Vemos que nos dois casos a forma is foi modificada para are em função dos sujeitos. Nossa análise neste sentido é de que a concordância, em se tratando do verbo to be, é um ponto consolidado pelos alunos, mas que depende da complexidade da sentença visto que no trecho corrigido acima, linha 22, o sujeito concorda com o verbo apenas em termos de estrutura. Neste exemplo seria adequado proceder à substituição, à qual nos referimos acima, a fim de que a correção estivesse gramaticalmente adequada.

As observações que realizamos no tocante às correções feitas pelos alunos nos apontam que a metalinguagem é ainda um ponto que precisa ser mais explorado na sala de aula.
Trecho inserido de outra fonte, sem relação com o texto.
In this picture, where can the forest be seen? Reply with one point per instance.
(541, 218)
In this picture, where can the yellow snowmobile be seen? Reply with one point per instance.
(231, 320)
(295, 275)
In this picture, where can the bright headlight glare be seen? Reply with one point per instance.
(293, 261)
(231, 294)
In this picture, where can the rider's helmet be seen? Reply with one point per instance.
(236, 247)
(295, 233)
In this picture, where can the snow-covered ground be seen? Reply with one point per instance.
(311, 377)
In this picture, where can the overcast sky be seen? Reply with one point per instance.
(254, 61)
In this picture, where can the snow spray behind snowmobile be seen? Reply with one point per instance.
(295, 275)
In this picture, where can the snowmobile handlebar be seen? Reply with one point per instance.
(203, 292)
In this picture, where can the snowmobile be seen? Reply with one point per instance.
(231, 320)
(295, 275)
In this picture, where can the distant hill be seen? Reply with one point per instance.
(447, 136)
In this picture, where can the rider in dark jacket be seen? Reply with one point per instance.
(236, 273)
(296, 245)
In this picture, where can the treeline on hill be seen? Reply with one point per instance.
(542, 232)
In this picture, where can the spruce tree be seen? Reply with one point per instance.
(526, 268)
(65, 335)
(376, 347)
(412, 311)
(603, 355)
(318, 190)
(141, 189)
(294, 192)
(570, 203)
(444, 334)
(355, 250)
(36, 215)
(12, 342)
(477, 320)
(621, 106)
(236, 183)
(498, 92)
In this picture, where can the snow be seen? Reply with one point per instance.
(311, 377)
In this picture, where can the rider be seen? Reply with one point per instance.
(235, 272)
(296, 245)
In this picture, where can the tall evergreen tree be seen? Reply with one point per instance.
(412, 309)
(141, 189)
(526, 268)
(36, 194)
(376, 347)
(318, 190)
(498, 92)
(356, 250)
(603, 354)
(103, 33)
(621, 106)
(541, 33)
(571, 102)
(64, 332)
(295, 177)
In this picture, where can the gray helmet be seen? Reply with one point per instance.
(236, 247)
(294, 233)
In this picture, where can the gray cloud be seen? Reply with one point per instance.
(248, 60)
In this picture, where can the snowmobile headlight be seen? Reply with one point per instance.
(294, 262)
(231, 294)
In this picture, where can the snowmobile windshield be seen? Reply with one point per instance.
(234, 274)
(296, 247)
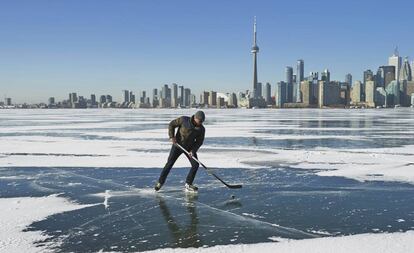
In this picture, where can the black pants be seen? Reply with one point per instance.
(175, 152)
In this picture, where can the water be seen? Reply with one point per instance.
(276, 201)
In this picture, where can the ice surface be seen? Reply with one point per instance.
(234, 139)
(363, 243)
(253, 147)
(18, 213)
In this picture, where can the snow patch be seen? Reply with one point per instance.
(18, 213)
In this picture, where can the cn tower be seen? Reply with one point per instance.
(255, 50)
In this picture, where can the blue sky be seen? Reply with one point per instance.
(50, 48)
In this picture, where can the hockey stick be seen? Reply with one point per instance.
(231, 186)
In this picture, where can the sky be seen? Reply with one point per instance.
(51, 48)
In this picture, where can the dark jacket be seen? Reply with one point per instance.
(188, 135)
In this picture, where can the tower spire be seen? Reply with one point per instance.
(254, 32)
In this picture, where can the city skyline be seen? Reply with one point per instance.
(207, 51)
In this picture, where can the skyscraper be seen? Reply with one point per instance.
(300, 76)
(326, 76)
(395, 60)
(126, 96)
(406, 73)
(155, 97)
(348, 79)
(267, 94)
(187, 96)
(259, 89)
(174, 99)
(280, 94)
(181, 89)
(289, 82)
(255, 50)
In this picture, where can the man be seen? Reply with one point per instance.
(190, 135)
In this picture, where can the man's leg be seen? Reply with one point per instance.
(175, 152)
(193, 170)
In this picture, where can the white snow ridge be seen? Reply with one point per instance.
(18, 213)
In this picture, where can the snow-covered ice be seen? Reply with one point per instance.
(16, 214)
(363, 243)
(381, 148)
(309, 158)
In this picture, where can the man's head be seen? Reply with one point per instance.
(199, 118)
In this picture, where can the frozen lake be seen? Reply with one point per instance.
(305, 174)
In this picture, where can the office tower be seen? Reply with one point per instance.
(181, 94)
(348, 79)
(329, 93)
(155, 98)
(405, 73)
(187, 94)
(356, 92)
(132, 97)
(267, 94)
(212, 99)
(51, 101)
(393, 93)
(326, 76)
(174, 96)
(385, 75)
(102, 100)
(259, 87)
(93, 99)
(395, 60)
(368, 75)
(143, 97)
(281, 94)
(193, 100)
(126, 96)
(306, 90)
(254, 50)
(233, 100)
(300, 76)
(204, 98)
(289, 83)
(370, 93)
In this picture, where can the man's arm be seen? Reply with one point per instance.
(199, 141)
(172, 126)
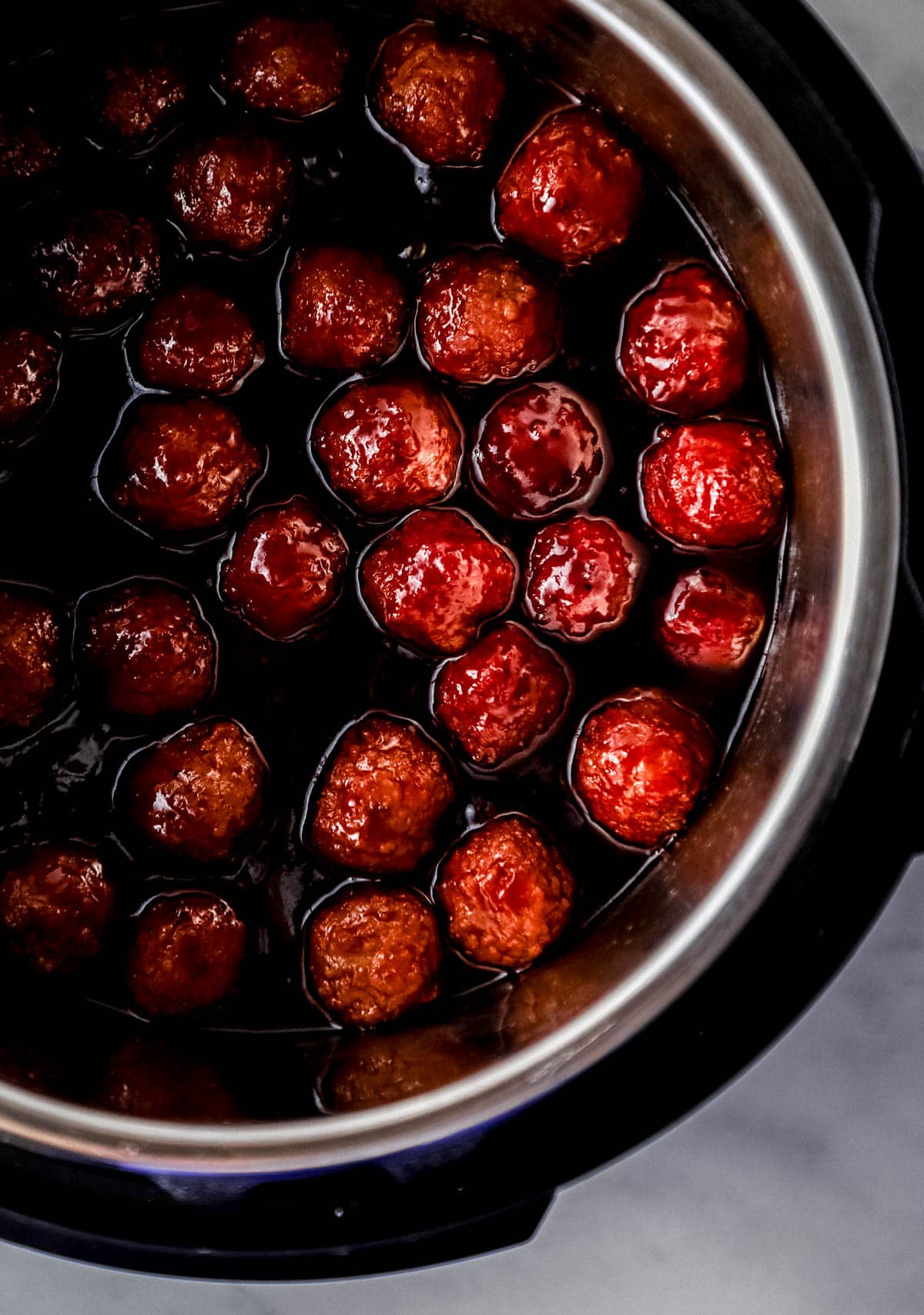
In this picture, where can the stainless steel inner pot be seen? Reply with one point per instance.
(762, 212)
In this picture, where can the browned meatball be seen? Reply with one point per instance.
(199, 792)
(373, 955)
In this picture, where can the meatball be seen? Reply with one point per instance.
(288, 66)
(684, 345)
(502, 699)
(439, 96)
(31, 655)
(232, 193)
(713, 485)
(55, 904)
(284, 569)
(28, 377)
(710, 621)
(96, 264)
(483, 314)
(574, 190)
(384, 792)
(150, 647)
(390, 446)
(197, 340)
(541, 450)
(373, 955)
(638, 764)
(507, 893)
(184, 467)
(343, 309)
(435, 579)
(187, 954)
(200, 790)
(583, 576)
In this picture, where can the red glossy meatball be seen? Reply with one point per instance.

Não estamos afirmando que a gramática normativa, cheia de regras e listas para memorização deva voltar. Insistimos no fato de que é essencial para qualquer prática de linguagem incluirmos o modo pelo qual o propósito comunicativo do aluno deva ser retoricamente organizado. Para tanto precisamos ter em mente qual o gênero e quais as características para só então trabalharmos a metalinguagem de maneira contextualizada e relevante.

Acreditamos que as competências comunicativas descritas por Canale (1983) Canale e Swain (In: Pires, 1997), através da nossa análise, não foram satisfatoriamente empregadas. Assim, a nossa afirmação anterior encontra respaldo principalmente no tocante à competência gramatical e sociolingüística precisarem ser mais trabalhadas em aulas de língua estrangeira. A competência pragmática é, de certo modo, trabalhada em sala de aula pelo fato de alguns livros didáticos já trazerem noções de formalidade e informalidade, por exemplo. A coleção New

Interchange, publicada pela Cambridge, e a coleção Tapestry, publicada pela Heinle & Heinle

são exemplos ilustrativos. Não queremos dizer que a competência pragmática deixe de ser trabalhada na sala de aula em função do conteúdo dos livros didáticos, ao contrário, tal competência precisa ser aprofundada a fim de que o aluno comece a perceber que o estudo de uma língua não se limita somente a gramática.